Another companion of Ganji, the prominent Iranian lawyer and author Nasser Zarafshan, has gone on hunger strike after three years in prison. His detention resulted from his willingness to represent the families of four intellectuals murdered in autumn 1998. The same court that condemned Zarafshan convened behind closed doors to punish the murderers, but failed.

Five years ago, I was in Evin prison with Akbar Ganji for five months. We shared our condition with scores of journalists and writers. During this time we were denied all normal facilities available to “ordinary” prisoners (murderers, thieves and drug smugglers). Ganji and Zarafshan announced two months ago that their prison hardships had led them to contract diseases that required hospitalisation. But prison and judiciary officials, all belonging to the regime’s “militant” wing, ignored their pleas and responded that they would happily see the prisoners dead.

During the election campaign, Iranian authorities did allow Ganji a temporary release from prison to seek medical help. The measure, clearly a propaganda tool to seduce people to vote, backfired when Ganji spoke out in several interviews. He told me in a BBC World Service debate that he would go on indefinite hunger strike if returned to prison. A few hours later, prison officers assailed his small house in north Tehran, and seized him.

His voice still rings in my ears:
"I don't want anything but the freedom of Iranian people, even if I have to give my life.
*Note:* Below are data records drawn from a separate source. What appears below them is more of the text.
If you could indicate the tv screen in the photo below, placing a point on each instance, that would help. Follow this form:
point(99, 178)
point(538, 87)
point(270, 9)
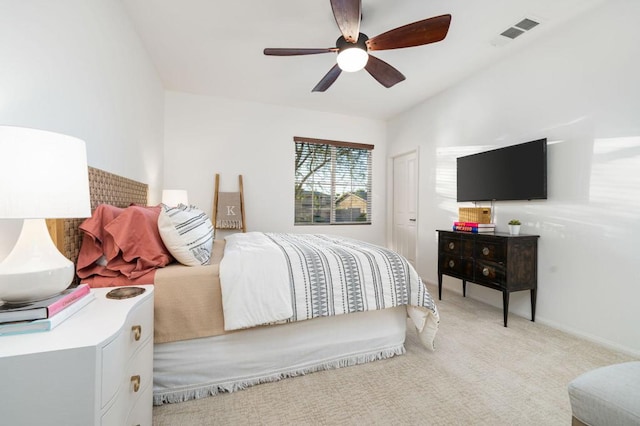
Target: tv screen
point(517, 172)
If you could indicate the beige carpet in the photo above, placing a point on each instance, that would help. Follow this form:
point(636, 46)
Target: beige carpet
point(481, 373)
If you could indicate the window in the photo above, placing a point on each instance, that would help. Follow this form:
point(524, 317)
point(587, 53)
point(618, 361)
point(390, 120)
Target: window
point(333, 182)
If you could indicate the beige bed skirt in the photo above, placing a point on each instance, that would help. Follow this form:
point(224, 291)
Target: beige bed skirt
point(188, 300)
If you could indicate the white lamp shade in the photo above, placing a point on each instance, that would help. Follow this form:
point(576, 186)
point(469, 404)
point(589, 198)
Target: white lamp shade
point(42, 175)
point(173, 197)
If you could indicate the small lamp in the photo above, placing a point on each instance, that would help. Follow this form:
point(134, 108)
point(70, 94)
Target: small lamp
point(173, 197)
point(42, 175)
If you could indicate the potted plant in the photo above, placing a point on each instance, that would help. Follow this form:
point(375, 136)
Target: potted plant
point(514, 227)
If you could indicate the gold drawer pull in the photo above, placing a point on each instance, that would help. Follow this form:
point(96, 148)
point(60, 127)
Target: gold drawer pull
point(137, 332)
point(135, 380)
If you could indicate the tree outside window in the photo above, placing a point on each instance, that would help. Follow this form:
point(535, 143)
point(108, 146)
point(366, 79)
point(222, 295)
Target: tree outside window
point(332, 182)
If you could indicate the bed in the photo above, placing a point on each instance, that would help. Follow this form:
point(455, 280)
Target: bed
point(327, 322)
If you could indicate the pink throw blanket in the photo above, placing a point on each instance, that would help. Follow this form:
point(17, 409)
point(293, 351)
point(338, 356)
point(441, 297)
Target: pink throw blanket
point(121, 246)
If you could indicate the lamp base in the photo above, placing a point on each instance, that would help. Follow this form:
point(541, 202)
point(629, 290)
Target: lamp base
point(35, 269)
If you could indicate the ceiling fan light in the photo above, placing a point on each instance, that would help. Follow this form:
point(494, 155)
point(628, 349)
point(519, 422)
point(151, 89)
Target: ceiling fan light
point(352, 59)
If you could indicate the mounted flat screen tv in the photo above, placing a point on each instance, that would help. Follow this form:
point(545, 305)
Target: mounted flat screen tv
point(517, 172)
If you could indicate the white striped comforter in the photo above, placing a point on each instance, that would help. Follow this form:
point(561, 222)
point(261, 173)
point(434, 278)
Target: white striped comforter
point(268, 278)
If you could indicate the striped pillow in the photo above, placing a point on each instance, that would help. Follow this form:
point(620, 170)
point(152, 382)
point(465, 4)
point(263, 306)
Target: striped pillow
point(187, 233)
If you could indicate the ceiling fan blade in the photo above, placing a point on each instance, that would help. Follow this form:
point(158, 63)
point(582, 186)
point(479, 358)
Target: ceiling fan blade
point(347, 14)
point(328, 79)
point(295, 51)
point(418, 33)
point(383, 72)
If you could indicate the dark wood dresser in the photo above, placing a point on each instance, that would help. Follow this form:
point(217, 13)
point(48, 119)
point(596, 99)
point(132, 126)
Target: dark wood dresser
point(499, 261)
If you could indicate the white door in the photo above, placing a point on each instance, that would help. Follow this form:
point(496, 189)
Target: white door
point(405, 214)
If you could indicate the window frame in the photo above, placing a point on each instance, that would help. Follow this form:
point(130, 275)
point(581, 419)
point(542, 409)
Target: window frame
point(333, 146)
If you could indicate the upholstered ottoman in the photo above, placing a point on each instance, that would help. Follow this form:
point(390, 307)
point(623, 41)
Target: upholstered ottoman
point(607, 396)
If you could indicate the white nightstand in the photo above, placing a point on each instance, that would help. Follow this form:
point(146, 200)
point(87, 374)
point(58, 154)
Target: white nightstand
point(96, 368)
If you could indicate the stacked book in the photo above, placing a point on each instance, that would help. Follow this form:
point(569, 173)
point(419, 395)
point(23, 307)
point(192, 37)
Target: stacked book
point(475, 227)
point(43, 315)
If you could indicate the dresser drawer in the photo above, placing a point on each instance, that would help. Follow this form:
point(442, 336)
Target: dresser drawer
point(490, 272)
point(137, 330)
point(135, 389)
point(490, 249)
point(456, 266)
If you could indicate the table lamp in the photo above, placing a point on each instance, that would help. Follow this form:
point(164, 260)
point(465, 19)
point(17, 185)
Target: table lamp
point(173, 197)
point(42, 175)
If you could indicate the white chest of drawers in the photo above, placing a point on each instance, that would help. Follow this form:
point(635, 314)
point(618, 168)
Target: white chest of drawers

The rulers of the Islamic Republic should know that, although (people like) Ganji might be eliminated, the hope for freedom will not die away."

The 2003 Nobel peace prizewinner and lawyer Shirin Ebadi, is defending Akbar Ganji. She said in London on 13 July that all her efforts had been fruitless: Ganji had had no choice but to continue his hunger strike.

There is no doubt that Akbar Ganji is prepared to sacrifice himself. To save his life by pressure on the Tehran regime would be to light a beacon for Iranian democracy and for global human rights. While there is still time, the effort must continue.